Я делаю глубокий вдох и захожу в галерею, застыв в недоумении, когда впервые рассматриваю свою завершенную коллекцию. Мои холсты висят ровными рядами вдоль белых оштукатуренных стен, заключенные в декоративные рамы, изготовленные на заказ. Антикварные латунные светильники галереи освещают каждый из них, подчеркивая детали многослойной пастели и краски. Моя работа воплотилась в жизнь.
Слезы наворачиваются в уголках моих глаз. Надежда хватает меня за руку и сжимает. Кто-то делает снимок, и я осознаю, что за мной все еще наблюдают. На самом деле, весь вечер за мной будут следить.
— Двери официально откроются через десять минут, — говорит нам Аньес. — Прогуляйся по комнате, как только начнут прибывать люди. Не прячься в углу.
Я смотрю на Надежду, и она улыбается.
— Не волнуйся, я буду рядом с тобой.
Верная своему слову, она не покидает меня, как только двери открываются для публики. Я выжидающе смотрю на вход, но там нет толпы людей, пытающихся попасть внутрь. Большинство репортеров ушли теперь, когда они получили то, что им было нужно. Пара забредает внутрь, с любопытством оглядывается, как будто они не уверены, что именно происходит, а затем быстро уходит. Надежда ободряюще смотрит на меня.
Постепенно люди начинают прибывать, а затем в течение получаса полдюжины посетителей превращаются в дюжину, и так далее, пока не набирается столько народу, что я не остаюсь одна надолго.
Языковой барьер не так уж и велик. Надежда говорит по-французски, поэтому помогает переводить. Большинство посетителей говорят на отрывочном английском, что облегчает разговор о моем творчестве.
В первый раз, когда я вижу четкую черную надпись — продано, размещенную рядом с одним из моих полотен, я чувствую, как мое тело вибрирует. Это настоящий выброс адреналина. Этот холст был выставлен на продажу за 1400 долларов. После того, как галерея и Надежда получат свою долю, у меня все равно останется приличная сумма денег. Хотела бы я сказать, что это не имеет значения, что я создаю искусство для своей души и ничего больше, но правда в том, что если я хочу, чтобы искусство было моей работой, а не просто хобби, мне нужно зарабатывать деньги.
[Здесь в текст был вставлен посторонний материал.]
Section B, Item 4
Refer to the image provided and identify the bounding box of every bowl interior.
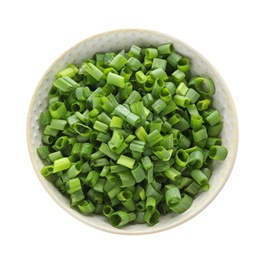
[27,29,238,235]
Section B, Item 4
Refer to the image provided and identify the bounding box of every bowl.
[27,29,238,235]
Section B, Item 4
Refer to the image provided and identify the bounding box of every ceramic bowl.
[27,29,238,235]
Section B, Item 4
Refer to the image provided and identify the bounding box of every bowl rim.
[26,28,239,235]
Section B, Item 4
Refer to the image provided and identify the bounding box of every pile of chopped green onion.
[37,43,228,228]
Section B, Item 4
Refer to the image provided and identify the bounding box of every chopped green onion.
[107,72,125,88]
[157,43,174,55]
[78,200,95,215]
[195,77,215,96]
[117,155,135,169]
[53,157,71,173]
[37,43,228,228]
[109,211,136,227]
[209,145,228,160]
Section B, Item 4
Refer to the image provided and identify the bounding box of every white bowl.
[27,29,238,235]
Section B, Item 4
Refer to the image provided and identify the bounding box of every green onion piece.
[109,130,124,150]
[150,68,168,81]
[175,149,189,167]
[128,44,141,58]
[37,145,50,160]
[151,78,165,98]
[131,162,146,183]
[188,150,204,169]
[99,143,119,161]
[125,90,141,105]
[100,96,114,113]
[120,67,132,82]
[168,113,181,126]
[110,115,124,129]
[146,130,163,146]
[102,205,115,218]
[144,209,160,226]
[146,182,163,204]
[84,62,104,82]
[184,181,201,196]
[49,102,67,119]
[108,185,121,199]
[85,171,100,187]
[152,58,167,70]
[161,100,177,116]
[102,52,115,64]
[50,119,67,131]
[167,51,182,67]
[56,66,76,79]
[195,77,215,96]
[114,104,130,119]
[117,155,135,169]
[78,200,95,215]
[176,82,188,96]
[75,87,91,101]
[97,112,112,126]
[169,194,193,214]
[205,137,222,149]
[205,110,221,126]
[141,156,153,171]
[53,157,71,173]
[186,88,200,104]
[66,177,82,194]
[41,165,54,177]
[145,48,158,59]
[70,189,85,207]
[42,134,54,145]
[165,184,181,207]
[135,126,148,141]
[153,146,172,161]
[129,140,146,153]
[136,201,146,212]
[93,120,108,133]
[39,111,52,126]
[127,57,141,71]
[208,122,223,137]
[192,126,208,143]
[109,211,136,227]
[159,87,172,103]
[126,112,140,126]
[107,72,125,88]
[53,76,79,92]
[130,101,146,125]
[117,171,136,188]
[135,70,147,84]
[173,94,190,108]
[151,99,167,114]
[177,57,190,72]
[71,101,86,113]
[190,114,203,131]
[172,69,185,84]
[146,196,156,212]
[117,190,135,211]
[117,190,133,202]
[209,145,228,160]
[197,99,211,111]
[66,162,82,179]
[73,123,92,137]
[157,43,174,55]
[52,136,69,151]
[190,169,209,186]
[164,167,181,182]
[109,53,128,71]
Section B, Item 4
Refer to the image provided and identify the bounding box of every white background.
[1,0,266,259]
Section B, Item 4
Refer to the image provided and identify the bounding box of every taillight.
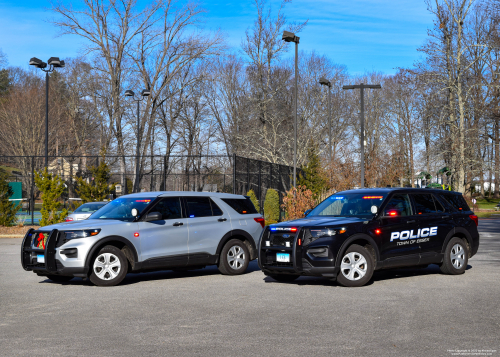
[469,215,478,227]
[65,217,73,222]
[254,217,265,228]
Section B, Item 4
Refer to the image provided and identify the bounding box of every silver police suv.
[21,192,265,286]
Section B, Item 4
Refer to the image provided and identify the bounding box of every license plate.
[37,254,45,263]
[276,253,290,263]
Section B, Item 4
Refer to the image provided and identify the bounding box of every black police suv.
[258,188,479,287]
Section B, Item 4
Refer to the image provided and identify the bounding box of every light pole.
[319,77,332,180]
[29,57,65,167]
[282,30,300,187]
[342,83,381,188]
[125,88,150,193]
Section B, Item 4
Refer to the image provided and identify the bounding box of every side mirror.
[371,205,378,214]
[131,208,138,217]
[304,209,312,216]
[145,211,162,222]
[384,209,401,217]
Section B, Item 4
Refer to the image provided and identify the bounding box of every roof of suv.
[338,188,461,195]
[118,191,246,199]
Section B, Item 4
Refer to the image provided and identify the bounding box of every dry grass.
[0,225,40,236]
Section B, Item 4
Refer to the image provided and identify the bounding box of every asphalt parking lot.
[1,221,499,357]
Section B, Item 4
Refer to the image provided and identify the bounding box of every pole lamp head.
[29,57,47,69]
[125,89,135,97]
[141,89,150,97]
[48,57,65,68]
[282,31,299,43]
[319,77,331,87]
Я думаю, что Надежда была права насчет цен и размеров моей работы. Как только первое произведение продается, возникает эффект домино, как будто теперь, когда мое искусство признано — достойным, люди, не колеблясь, скупают его. В дальнейшем рядом с почти всеми холстами размещены таблички — продано. Покупатели просят меня попозировать для фотографий перед моими работами. Я улыбаюсь, хотя чувствую легкое оцепенение. Я сомневаюсь, что смогу по-настоящему понять все это, пока позже не вернусь в свой гостиничный номер одна.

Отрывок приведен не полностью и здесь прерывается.